Here are the main types of accommodations that the May Institute offers:
- Applied Behavior Analysis (ABA): Whether its an infant, school-aged child, or an adult, the May Institute’s ABA services can provide autistic individuals with the therapeutic treatments that they need.
- Autism schools: In the same vein, the organization deploys ABA techniques in their full-day schools that are open throughout the year. The May Institute currently has four school locations in the U.S.
- Positive Behavioral Intervention and Support (PBIS): This charity’s professionals will visit schools in-person. In fact, they work with entire school districts on how to efficiently cater to the needs of students that have autism.
Lastly, but certainly not least, the May Institute has a service arm that specifically assists autistic adults.
The Miracle Project
Autistic people who are passionate about theater and arts can look to the Miracle Project for support.
They have a variety of online and in-person classes that help individuals grow their artistic skills, enhance their self-confidence, and find a community of other autistic people with similar passions and interests.
Nancy Laurie Marks (NLM) Family Foundation
This charity is all about advancing a science-centric approach to autism. The NLM Family Foundation’s Recreation and Community Relations Program is designed for middle-aged and older autistic individuals who want to participate in social events, such as golf and bowling.
Similarly, the NLM Family Foundation provides funding to different science-based studies across the world. They work with the Harvard Medical School, Massachusetts Institute of Technology, Oxford University, and others.
Their areas of focus include research, clinical care, education, and public advocacy.
NEXT for AUTISM
Rather than concentrate on research, NEXT for AUTISM’s programs are specifically designed to financially back autistic individuals and their families. Moreover, their services can come in handy for people who have autism, regardless of their age or life stage.
NEXT for AUTISM partners with different organizations, hospitals, and universities to develop treatment strategies.
The charity offers three types of grants that autistic individuals who are transitioning to adulthood can directly apply for:
- Home: These funds are designed to enhance the housing quality and residential environment that adults with autism live in.
- Work: The grants are for unemployed and underemployed autistic people who want to find a job and/or high-paying work opportunities.
- Social: Whether an autistic adult wants to join a group, make new friends, or improve their social skills, these grants are there to aid them.
Organization for Autism Research (OAR)
The Organization for Autism Research is another entity that directly offers grants to autistic individuals and their families. OAR also publishes and distributes informative reading materials about autism.
Their main focus is on research, education, and employment. Throughout the years, OAR helped children, adults, and even military members who have autism.
While many other charities focus on parenting, OAR’s “Autism Sibling Support” initiative assists children and teenagers with fostering healthy relationships with their autistic brothers or sisters.
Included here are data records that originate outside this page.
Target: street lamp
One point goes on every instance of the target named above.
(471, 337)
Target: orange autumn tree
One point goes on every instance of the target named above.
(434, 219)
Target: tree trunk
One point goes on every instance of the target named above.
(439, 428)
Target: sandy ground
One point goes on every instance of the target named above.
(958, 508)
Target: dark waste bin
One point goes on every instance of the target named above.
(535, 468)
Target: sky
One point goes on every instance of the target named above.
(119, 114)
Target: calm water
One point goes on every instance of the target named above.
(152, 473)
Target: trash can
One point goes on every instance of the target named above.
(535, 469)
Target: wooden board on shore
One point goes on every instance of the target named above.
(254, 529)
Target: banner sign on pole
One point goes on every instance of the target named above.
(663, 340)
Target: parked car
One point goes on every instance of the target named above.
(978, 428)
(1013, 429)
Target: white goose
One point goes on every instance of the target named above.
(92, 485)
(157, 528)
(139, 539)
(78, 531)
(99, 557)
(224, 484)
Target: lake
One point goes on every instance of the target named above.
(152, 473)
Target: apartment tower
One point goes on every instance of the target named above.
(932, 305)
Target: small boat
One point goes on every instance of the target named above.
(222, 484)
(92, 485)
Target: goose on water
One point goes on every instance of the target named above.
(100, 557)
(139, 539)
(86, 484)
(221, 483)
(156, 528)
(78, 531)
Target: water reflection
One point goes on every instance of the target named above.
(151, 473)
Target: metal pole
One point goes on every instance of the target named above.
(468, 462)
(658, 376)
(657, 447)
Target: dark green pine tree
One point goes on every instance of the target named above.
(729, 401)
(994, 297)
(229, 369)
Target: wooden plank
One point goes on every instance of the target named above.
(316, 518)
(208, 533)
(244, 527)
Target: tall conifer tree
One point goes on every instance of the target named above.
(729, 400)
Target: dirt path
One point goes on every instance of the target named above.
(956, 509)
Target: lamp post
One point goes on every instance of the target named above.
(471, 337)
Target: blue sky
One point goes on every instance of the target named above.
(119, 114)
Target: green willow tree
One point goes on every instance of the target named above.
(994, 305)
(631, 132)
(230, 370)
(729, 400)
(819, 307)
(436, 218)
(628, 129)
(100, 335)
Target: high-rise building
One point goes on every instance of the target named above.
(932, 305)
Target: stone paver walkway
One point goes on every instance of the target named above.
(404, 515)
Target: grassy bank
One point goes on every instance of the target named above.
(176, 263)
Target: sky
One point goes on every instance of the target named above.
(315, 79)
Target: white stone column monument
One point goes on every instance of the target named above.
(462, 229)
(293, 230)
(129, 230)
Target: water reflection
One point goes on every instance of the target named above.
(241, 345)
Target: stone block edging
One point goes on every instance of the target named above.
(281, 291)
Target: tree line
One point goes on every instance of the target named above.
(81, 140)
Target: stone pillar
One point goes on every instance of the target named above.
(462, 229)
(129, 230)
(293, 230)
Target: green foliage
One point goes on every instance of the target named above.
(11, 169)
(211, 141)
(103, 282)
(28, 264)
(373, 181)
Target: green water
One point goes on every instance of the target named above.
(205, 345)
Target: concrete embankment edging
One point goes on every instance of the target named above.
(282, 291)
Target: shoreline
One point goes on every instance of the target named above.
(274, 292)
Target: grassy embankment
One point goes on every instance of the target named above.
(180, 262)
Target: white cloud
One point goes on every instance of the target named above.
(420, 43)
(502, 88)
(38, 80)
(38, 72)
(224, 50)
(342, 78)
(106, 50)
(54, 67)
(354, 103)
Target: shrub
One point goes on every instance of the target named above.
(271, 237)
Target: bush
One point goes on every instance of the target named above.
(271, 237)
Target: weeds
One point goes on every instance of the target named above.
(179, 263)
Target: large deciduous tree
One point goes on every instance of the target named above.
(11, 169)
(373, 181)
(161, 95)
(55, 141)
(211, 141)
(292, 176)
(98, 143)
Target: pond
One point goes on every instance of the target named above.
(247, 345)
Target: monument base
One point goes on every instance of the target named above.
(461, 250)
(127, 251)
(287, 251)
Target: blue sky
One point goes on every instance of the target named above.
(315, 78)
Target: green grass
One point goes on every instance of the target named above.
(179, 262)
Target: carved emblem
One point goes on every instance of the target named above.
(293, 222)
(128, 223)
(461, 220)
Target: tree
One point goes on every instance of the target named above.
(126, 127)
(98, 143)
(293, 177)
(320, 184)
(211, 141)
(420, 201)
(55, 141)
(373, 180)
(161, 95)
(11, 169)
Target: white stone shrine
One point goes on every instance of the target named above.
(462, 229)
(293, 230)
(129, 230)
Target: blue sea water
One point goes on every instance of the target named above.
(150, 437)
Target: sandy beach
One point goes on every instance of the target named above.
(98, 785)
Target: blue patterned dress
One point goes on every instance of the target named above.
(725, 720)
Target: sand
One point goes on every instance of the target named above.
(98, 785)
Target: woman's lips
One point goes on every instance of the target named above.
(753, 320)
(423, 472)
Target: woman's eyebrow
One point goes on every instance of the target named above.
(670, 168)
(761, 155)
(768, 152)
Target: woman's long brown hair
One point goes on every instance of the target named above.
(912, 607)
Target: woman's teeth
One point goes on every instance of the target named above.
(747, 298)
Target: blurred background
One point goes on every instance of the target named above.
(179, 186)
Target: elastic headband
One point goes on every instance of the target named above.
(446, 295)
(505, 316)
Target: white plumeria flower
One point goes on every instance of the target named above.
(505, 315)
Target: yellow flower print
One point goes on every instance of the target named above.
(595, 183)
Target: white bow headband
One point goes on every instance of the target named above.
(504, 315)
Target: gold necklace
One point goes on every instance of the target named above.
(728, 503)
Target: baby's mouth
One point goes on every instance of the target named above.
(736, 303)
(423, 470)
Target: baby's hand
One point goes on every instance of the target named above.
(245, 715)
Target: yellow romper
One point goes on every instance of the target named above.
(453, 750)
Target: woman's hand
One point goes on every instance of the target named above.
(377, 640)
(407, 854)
For more than 20 years, Unlocking Autism has worked with a host of charities and organizations on educating the public about autism. The policy initiatives that they concentrate on fall under four categories:
- Disaster Planning
- Medicaid Reform
- Criminal Justice
- The Foster Care System
Equally as important is that Unlocking Autism acts as a community where autistic people can share their experiences and connect with others.
Choosing the Right Charity
The best thing about this list is that it includes organizations that offer comprehensive services. This includes educational resources, financial backing, and both online and offline events.
Whether you’re worried about an autistic child or need guidance in transitioning to adulthood, you can work with one or more of the above organizations to find what you’re looking for.